Sunday, June 5, 2011

Hidden Treasures

I'd like to "find wisdom and great treasures of knowledge, even hidden treasures". There's just something so appealing about that promise.

So I'm going to finally try to follow the Word of Wisdom, or its spirit. Moderation in all things. Or, not really. Moderation in some things and abstinence in others. So, for me, this is about complete forbearance. Adapted to the capacity of the weakest of all saints. (that's me)

In order to find that wisdom and those hidden treasures, I am going to reveal some hidden treasures of my own with my family:

The caramels are on the baking chocolate shelf,
the Oreos are in the school snack box and
the chocolate covered orange sticks are in the fridge.

I'm not gonna eat them anymore. Neither snack on them throughout the day when I should be eating fruit or yogurt, nor sneak nibbles here and there while making dinner. Or every time I enter the kitchen.

Because I desire wisdom.

And to stop this steady approach to the weight I told myself I wouldn't ever reach again. "No zeros before the decimal," I said. (We're a half a kilo away. Or maybe a whole kilo now, thanks to Fast Sunday.)

But mostly for the wisdom. That's a better treasure than having the figure I want. And I'm seriously NOT being sarcastic. But between keeping (my interpretation of one aspect of) the Word of Wisdom, Fast Sundays and the promise quoted at the beginning of the post, I'm going to be incredibly attractive in both mind AND body.

I can't wait.

Thursday, June 2, 2011

Quickly! Turn Me Upside Down!

It doesn't happen very often, but some days I just spend a lot of time thinking about the things I can't stand about myself. And

1. I think about how poor I am because I get so tired of bathing children and doing the entire Before Bed Routine at the end of the day when I'm already all mothered out, and my husband almost never does it.

2. I listen to Aaron stomp his feet and declare that he "doesn't like the stupid (insert noun)". He makes angry faces and sometimes screams and is a total grouch. Then he has to stand facing the wall because he said one (or more) of his favorite bad words (hate, stupid and shut up).

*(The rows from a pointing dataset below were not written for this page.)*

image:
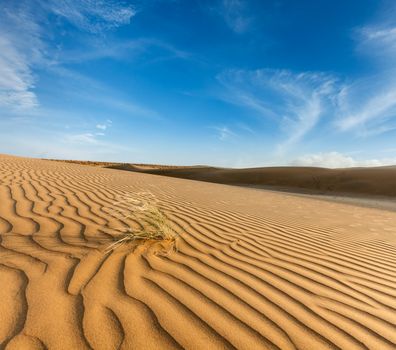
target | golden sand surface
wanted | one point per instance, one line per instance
(249, 269)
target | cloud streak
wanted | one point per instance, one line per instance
(23, 38)
(339, 160)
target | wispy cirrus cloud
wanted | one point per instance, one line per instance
(224, 132)
(294, 101)
(339, 160)
(367, 106)
(23, 40)
(92, 15)
(234, 13)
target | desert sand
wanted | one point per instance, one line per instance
(372, 181)
(250, 269)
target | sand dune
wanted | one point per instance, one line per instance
(377, 181)
(252, 269)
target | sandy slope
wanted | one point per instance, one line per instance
(377, 181)
(253, 270)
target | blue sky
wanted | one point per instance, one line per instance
(222, 82)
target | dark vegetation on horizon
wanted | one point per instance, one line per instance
(376, 181)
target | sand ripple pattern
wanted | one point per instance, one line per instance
(252, 270)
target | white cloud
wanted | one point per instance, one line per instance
(224, 132)
(367, 106)
(92, 15)
(295, 101)
(83, 138)
(234, 14)
(339, 160)
(23, 36)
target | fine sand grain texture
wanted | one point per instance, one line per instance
(250, 269)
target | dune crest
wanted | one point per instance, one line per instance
(252, 269)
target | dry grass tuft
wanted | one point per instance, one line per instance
(142, 209)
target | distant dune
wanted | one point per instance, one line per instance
(250, 269)
(380, 181)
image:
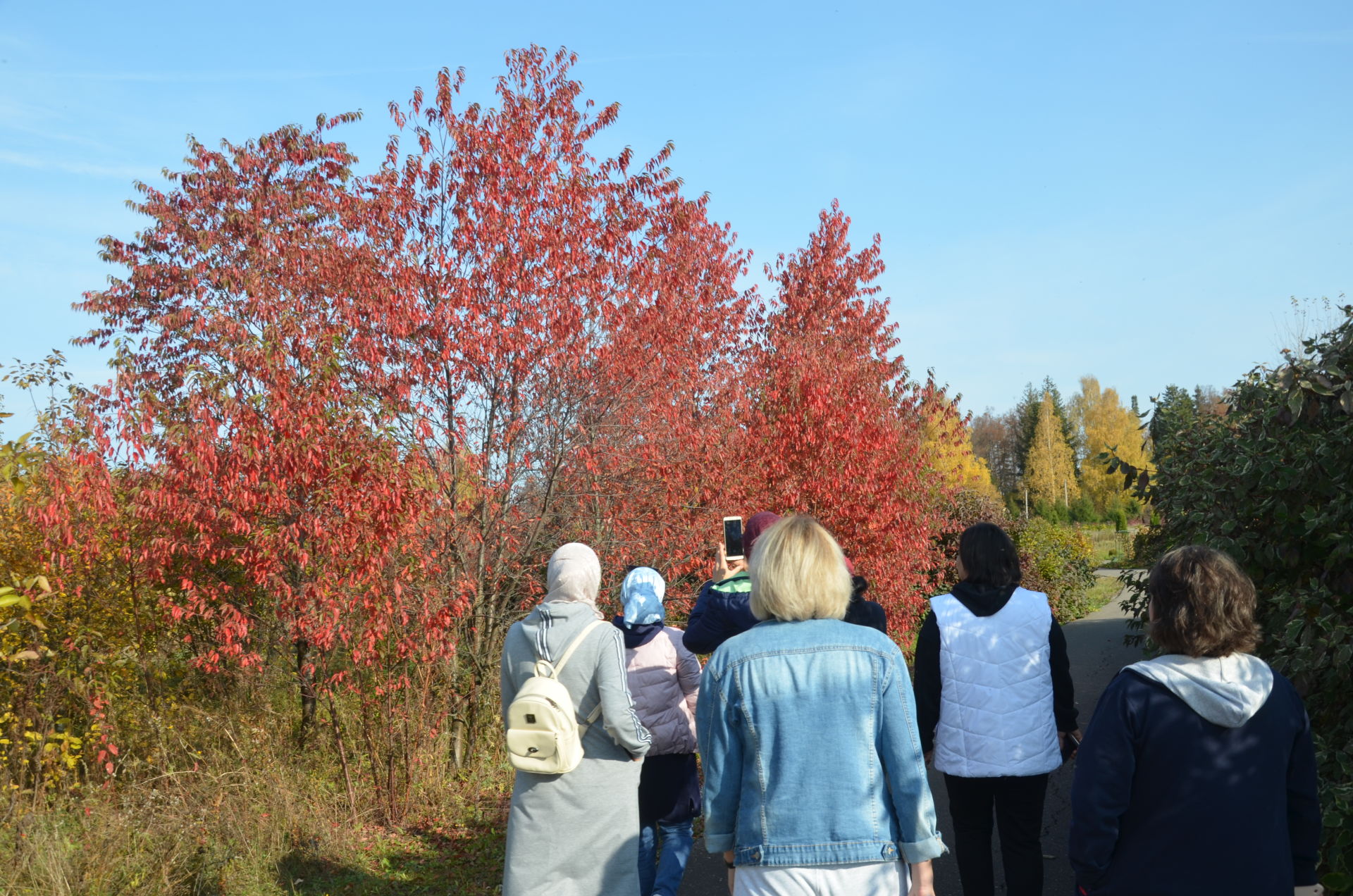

3. Evie and David bicker and annoy each other and seem to have absolutely no positive feelings for each other. Even after the long discussion we had on Saturday about how we're all playing on the same team and should be encouraging and supporting each other, which they seemed to totally understand and agree with.

4. Spencer wiggles and giggles and generally makes changing his diaper an extremely frustrating minute and a half, no matter how seriously I tell him to stop or even if I get mad.

Then I think about

1. How I'm terrified of being a nagging wife so I rarely ask Greg to do the things that we seem to have established (non-verbally) are my responsibilities. (and there are a hundred other reasons why it's not his fault). Instead I just sit around feeling sorry for myself and my terrible lot in life.

2. How often Aaron sees me get frustrated or annoyed with something small when I should really just fix it and move on.

3. How often I forget to be positive and encouraging to my kids when trying to help them overcome their little faults, but come across as critical or annoyed instead.

4. The few times in a row that I tickled and played with Spencer just before or after changing a diaper, even though I knew I would pay for it later when he wanted to play before/during/after every diaper change.

And I realize that I've created all these monsters. And I think even more about how I sick I am of me.

Then we get out of the house and when we cross a street I help Aaron walk his bike and he says, "I can do it, but thanks, mom, for helping me." And when we pass a little store he asks if we can go get an ice cream. When I say no he says, "But you only have to buy it for one guy: for me!" And I smile.

And my phone rings and Greg says he has a question for me, "Tell me what you think about this: When the kids come home from school we go for a picnic. Just you and me."

And I think that's a great idea. And I think I'm going to pull out my scriptures*, for goodness sake, and start being more like the person I want to be instead of thinking about how different I am from her. I'm gonna smile this frown away.
*A very real key to my happiness and one that I forget about waaaaay too often and just read a quick chapter before bed instead of actually studying.